Voici pour les prémices. Le travail s’est ensuite amplifié dans sa recontextualisation, donc là-aussi dans un rapport à l’autre. En 1998 , une action visant à mettre en contact artistes et publics afin de réaliser une œuvre de création partagée, est initiée par le Musée d’art contemporain de Lyon et des partenaires aussi divers que la Préfecture du Rhône, la délégation à l’action en faveur des quartiers délaissés, Jeunesse et Sports, la délégation animation et vie associative, la Drac Rhône-Alpes (à l’époque , ce travail inter-institutionnel autour de l’art contemporain en relation aux quartiers oubliés avait quelque chose d’exceptionnel). L’action s’intitulait « L’art sur la place » et a été reconduite sur cette décennie écoulée avec des bonheurs divers. Pour ma part, j’y ai participé deux fois


— en 1998 et 2000 — et elle a constitué une jolie porte d’entrée pour légitimer mon entrée comme poète familier dans le quartier. En 1998, la restitution des travaux a eu lieu sous forme d’exposition au Musée d’art contemporain lui-même. Ce fût la seule fois car ensuite l’exposition a eu lieu en plein air ou dans des autobus. À mon avis, l’appropriation citoyenne du musée par les habitants et artistes, est un acte important. Le musée a une fonction de légitimation et peut constituer — Franck Philippeaux vous l’expliquera — un véritable outil de valorisation de la personne : « si ce que j’ai fait peut être montré au musée, c’est donc que ça a une valeur symbolique et donc que j’importe aux yeux du social .». Plus que l’acquisition d’un capital symbolique, « l’accès à la culture », formule dont on nous rebat les oreilles sans vraiment réfléchir à ce qu’elle suppose d’a priori idéologique — un proverbe arabe dit « la main qui donne est toujours au-dessus de celle qui reçoit » — consiste d’abord à reconnaître la richesse de la culture de « l’accédant ». Dans cette optique, « l’accès à la culture » est travail de traduction.
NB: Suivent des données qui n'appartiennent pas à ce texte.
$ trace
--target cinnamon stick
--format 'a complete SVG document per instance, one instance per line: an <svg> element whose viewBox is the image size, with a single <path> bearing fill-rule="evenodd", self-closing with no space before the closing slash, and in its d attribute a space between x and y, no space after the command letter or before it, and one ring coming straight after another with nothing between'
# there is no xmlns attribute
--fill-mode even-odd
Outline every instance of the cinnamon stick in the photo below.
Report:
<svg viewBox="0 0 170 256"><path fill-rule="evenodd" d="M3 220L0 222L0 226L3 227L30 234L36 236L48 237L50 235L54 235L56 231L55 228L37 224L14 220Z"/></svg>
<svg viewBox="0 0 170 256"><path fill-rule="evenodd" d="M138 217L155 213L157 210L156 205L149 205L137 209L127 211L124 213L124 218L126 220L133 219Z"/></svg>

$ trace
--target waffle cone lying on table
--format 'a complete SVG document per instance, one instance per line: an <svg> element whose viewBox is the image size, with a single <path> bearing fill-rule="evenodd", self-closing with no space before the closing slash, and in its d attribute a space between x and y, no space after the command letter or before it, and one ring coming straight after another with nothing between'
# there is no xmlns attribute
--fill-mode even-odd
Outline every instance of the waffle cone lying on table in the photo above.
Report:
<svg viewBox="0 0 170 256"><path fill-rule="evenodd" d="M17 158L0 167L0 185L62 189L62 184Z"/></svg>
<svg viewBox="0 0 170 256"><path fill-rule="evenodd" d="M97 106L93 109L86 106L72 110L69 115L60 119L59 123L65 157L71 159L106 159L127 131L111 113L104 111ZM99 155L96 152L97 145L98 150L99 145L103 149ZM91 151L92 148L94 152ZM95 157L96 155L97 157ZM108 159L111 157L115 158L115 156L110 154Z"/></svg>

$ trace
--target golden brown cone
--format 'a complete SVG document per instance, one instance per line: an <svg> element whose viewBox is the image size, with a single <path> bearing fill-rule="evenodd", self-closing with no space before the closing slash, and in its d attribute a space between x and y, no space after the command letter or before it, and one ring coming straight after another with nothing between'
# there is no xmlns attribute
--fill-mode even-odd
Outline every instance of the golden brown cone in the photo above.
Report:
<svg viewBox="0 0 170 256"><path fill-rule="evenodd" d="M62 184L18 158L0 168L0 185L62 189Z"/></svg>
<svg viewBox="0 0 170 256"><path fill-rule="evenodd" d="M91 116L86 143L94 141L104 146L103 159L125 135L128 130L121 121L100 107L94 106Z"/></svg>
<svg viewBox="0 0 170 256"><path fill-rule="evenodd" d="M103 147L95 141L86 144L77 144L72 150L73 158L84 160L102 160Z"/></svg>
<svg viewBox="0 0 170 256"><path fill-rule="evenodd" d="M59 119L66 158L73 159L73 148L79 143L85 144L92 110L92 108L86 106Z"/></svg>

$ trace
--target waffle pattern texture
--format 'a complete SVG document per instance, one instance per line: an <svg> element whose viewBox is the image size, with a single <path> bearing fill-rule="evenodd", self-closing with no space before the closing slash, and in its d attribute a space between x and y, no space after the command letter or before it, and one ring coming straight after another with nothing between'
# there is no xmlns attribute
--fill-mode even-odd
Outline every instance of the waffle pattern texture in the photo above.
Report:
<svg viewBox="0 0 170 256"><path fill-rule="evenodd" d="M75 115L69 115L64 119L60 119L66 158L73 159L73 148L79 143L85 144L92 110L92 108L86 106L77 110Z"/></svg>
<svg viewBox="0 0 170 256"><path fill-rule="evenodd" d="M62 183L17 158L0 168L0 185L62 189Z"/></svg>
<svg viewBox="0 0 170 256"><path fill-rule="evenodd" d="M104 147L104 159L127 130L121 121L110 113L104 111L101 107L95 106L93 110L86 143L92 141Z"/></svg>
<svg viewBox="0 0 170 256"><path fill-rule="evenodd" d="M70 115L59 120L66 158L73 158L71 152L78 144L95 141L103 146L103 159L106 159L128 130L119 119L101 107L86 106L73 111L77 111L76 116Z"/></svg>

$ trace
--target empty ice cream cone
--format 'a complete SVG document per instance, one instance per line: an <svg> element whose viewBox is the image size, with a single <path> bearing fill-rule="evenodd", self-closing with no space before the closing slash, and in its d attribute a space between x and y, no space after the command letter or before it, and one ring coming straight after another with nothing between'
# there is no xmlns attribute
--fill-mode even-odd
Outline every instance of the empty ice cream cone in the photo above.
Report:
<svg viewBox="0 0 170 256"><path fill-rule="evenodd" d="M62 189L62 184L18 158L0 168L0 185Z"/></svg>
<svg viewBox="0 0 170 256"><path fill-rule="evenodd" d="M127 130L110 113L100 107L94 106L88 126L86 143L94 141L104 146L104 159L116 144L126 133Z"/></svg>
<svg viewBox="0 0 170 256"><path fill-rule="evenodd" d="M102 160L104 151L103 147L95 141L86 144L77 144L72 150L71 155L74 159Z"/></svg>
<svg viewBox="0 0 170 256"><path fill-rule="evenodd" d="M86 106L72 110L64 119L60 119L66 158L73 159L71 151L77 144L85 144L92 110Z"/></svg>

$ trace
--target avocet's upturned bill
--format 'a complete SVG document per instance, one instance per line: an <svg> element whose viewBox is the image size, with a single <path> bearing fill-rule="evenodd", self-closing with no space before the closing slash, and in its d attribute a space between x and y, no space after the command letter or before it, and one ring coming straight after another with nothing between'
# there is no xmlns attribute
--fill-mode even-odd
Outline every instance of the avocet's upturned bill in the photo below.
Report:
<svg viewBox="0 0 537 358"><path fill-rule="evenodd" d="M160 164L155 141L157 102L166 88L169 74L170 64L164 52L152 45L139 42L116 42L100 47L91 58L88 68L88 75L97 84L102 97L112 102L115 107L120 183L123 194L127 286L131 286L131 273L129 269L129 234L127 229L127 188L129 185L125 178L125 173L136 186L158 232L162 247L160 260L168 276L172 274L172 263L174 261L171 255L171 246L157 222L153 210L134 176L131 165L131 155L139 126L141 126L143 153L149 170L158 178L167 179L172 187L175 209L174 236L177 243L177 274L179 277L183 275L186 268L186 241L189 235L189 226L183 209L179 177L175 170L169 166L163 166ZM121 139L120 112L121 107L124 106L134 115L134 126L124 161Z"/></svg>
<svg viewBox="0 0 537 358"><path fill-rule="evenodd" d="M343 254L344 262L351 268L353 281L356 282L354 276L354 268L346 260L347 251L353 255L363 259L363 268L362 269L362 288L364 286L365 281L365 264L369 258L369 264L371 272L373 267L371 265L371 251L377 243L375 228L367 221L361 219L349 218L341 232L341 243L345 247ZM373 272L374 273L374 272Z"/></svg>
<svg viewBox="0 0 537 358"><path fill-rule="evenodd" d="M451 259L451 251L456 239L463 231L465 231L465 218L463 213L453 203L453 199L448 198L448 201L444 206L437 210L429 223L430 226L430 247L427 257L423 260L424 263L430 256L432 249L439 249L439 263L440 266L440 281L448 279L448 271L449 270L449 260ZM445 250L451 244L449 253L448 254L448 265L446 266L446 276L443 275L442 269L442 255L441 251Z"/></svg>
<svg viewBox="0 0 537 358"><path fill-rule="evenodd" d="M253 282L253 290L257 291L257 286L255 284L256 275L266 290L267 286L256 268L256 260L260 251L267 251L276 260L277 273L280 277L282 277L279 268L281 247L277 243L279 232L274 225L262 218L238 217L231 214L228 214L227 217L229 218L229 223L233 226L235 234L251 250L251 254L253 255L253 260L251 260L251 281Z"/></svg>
Je me retrouve donc au pied d’un immeuble « multidésigné » — j’emploie ce terme au sens des systémiciens qui considèrent, par exemple lorsqu’ils travaillent avec une famille ou un groupe humain , que le porteur du symptôme est le « patient désigné » par le reste de la famille pour parler une problématique commune à tous ; en ce sens un quartier ou un immeuble « sensible » serait porteur du mal-être de l’ensemble de la Cité — avec un mandat artistique de nouer des relations positives avec un groupe d’habitants en vue de la réalisation d’une « œuvre » ou pour le moins, pour reprendre la formule forgée par Jean-Michel Montfort il y a une vingtaine d’années, pour vivre et faire vivre une expérience de création partagée. Outre le mandat artistique, j’ai aussi un mandat implicite de contribuer au maintien de la paix sociale puisque c’est le maire d’arrondissement, Gérard Colomb, devenu par la suite maire de la Ville de Lyon, qui m’a, au cours d’une réunion, indiqué cet immeuble et demandé aux travailleurs sociaux de favoriser mon entrée sur le quartier. À cette époque, je suis un peu naïf quant au croisement des enjeux artistiques et politiques sur le quartier que je découvre en émois car un jeune duchérois a été abattu au commissariat. Le contexte n’est donc pas très favorable pour proposer des ateliers de création, ce qui n’est d’ailleurs ni dans mes compétences ni mes intentions.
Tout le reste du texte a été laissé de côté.